Il manager musicale partito dal calcio
Selezionato a 20 anni per un corso a Coverciano, la carriera di Mazzi ha poi virato altrove «Trasformare una passione in un lavoro si può, ma bisogna combattere sempre»
Gianmarco Mazzi è oggi uno dei più conosciuti manager dello spettacolo. Ha diretto il festival di Sanremo, ha lavorato con i più grandi, da Gianni Morandi ad Adriano Celentano, che riporterà presto a esibirsi dal vivo in un nuovo programma televisivo girato al teatro Camploy. È inoltre a capo di Arena Extra, la società che organizza gli eventi extralirica in Arena. Sarà ad Univerò mercoledì (aula SMT .06, dalle 10 alle 11) con un intervento dal titolo «Il mondo dell’entertainment tra passione e professione». «Spiegherò che trasformare una passione in un lavoro è possibile racconta - ma che per farlo bisogna dosare razionalità, libertà di pensiero e follia creativa». Una carriera ad alti livelli come la sua non è necessariamente un percorso lineare e pianificato. Può essere il frutto della decisione di un momento, della capacità di cogliere l’attimo. Questione di istinto: certi treni, non importa quanto si è giovani e inesperti, non ripassano.

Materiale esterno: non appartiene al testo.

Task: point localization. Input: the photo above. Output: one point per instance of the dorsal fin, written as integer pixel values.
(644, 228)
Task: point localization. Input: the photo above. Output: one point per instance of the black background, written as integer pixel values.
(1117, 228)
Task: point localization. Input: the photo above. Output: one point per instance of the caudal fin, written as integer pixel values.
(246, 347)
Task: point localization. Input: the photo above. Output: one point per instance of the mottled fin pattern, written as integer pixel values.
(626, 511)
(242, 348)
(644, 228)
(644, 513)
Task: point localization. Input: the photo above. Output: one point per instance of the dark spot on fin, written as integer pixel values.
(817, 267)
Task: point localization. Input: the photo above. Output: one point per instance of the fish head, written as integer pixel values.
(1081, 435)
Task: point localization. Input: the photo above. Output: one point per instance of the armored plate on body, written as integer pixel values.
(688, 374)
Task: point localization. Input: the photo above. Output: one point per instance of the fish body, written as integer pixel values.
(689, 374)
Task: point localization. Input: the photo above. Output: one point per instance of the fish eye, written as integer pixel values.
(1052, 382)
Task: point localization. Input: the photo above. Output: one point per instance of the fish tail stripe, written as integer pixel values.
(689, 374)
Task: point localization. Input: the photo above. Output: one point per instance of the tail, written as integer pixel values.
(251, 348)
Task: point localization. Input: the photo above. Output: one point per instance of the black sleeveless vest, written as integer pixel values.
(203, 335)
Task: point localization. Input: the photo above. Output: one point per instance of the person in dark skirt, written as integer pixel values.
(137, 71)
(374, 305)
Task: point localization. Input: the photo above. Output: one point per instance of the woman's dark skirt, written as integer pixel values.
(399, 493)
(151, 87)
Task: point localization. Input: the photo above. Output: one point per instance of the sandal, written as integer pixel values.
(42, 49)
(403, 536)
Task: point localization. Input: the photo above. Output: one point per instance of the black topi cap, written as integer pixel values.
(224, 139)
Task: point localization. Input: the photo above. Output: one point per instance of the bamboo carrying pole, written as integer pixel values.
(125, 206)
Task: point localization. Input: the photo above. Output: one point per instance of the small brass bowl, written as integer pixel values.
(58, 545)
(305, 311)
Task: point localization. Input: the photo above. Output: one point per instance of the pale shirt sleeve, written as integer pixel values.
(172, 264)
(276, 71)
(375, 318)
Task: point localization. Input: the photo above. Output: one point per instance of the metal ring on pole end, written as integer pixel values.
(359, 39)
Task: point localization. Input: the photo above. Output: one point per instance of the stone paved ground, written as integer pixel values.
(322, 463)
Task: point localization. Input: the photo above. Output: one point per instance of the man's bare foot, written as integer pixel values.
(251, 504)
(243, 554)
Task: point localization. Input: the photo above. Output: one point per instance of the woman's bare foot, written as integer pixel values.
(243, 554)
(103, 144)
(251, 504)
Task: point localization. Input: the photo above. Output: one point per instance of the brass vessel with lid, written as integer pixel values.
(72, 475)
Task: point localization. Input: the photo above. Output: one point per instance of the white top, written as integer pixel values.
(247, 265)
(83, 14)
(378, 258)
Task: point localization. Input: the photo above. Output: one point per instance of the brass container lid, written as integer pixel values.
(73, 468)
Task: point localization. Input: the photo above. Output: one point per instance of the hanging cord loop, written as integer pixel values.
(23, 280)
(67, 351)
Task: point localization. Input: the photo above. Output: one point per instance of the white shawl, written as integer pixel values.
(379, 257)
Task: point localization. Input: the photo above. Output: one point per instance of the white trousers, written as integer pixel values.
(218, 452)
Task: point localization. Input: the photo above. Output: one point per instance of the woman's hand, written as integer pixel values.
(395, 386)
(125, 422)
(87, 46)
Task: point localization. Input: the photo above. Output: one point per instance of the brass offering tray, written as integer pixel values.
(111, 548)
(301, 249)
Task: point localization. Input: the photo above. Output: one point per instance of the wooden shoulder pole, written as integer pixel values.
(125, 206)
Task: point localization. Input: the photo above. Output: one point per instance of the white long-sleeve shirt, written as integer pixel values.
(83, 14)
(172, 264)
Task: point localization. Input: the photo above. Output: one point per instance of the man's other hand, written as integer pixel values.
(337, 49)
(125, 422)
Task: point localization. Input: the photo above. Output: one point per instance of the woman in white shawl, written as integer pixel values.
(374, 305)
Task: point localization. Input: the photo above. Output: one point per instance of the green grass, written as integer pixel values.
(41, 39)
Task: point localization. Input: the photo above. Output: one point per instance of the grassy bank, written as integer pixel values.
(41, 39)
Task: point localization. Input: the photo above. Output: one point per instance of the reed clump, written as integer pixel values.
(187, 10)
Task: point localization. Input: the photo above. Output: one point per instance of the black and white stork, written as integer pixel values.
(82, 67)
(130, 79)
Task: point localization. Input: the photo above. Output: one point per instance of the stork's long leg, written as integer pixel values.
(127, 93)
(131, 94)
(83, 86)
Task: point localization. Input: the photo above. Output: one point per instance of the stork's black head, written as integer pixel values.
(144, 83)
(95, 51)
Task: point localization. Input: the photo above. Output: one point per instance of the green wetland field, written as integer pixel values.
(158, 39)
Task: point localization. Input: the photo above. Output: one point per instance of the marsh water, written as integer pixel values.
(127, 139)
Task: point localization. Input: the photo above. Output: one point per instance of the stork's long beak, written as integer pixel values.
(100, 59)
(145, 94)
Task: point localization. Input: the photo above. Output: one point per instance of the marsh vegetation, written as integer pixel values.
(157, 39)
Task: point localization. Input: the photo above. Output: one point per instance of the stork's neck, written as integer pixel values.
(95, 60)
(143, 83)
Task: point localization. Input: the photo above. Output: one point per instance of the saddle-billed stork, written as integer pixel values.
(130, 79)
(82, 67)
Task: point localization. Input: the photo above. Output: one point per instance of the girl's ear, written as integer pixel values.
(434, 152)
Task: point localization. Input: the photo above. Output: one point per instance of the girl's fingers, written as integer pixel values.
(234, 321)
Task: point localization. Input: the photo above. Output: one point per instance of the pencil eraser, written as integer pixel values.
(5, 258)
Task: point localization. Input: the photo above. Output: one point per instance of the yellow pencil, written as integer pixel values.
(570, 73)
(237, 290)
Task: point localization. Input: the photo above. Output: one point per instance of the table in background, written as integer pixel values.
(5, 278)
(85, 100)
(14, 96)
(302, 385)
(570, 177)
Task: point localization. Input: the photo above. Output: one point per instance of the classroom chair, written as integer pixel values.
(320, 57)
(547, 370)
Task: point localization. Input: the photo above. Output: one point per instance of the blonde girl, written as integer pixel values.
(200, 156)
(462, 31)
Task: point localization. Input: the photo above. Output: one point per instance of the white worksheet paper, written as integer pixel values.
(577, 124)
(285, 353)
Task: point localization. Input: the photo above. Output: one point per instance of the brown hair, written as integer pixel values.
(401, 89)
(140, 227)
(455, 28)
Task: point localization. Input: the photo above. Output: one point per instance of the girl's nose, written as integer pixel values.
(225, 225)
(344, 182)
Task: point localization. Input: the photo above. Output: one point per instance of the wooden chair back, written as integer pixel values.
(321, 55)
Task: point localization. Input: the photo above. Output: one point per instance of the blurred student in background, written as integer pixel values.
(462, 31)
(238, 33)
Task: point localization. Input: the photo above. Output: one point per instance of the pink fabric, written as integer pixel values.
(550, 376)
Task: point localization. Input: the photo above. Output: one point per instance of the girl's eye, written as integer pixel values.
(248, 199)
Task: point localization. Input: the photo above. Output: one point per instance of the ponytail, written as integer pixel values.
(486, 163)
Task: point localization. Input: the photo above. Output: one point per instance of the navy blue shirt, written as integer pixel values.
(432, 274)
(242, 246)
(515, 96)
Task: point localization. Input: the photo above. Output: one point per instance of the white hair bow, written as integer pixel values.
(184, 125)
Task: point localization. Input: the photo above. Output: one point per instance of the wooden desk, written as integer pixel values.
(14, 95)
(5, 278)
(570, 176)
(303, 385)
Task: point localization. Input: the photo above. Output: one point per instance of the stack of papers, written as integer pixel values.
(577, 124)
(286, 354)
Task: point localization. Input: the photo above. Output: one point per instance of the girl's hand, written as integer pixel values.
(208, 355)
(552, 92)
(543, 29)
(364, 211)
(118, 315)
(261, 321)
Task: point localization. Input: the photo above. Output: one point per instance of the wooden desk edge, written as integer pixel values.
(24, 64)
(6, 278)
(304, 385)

All’inizio degli anni ‘80, Mazzi è uno studente di belle speranze che, dopo il liceo Maffei a Verona, si è iscritto con profitto a Giurisprudenza a Bologna. Ma Gianmarco, che è un appassionato di pallone, legge sulla Gazzetta dello Sport di un nuovo corso per manager calcistici della Federazione. Manda una lettera, compila un questionario e, contro ogni aspettativa (anche sua) viene selezionato con altri trenta, quasi tutti ex calciatori e con almeno quindi anni più di lui.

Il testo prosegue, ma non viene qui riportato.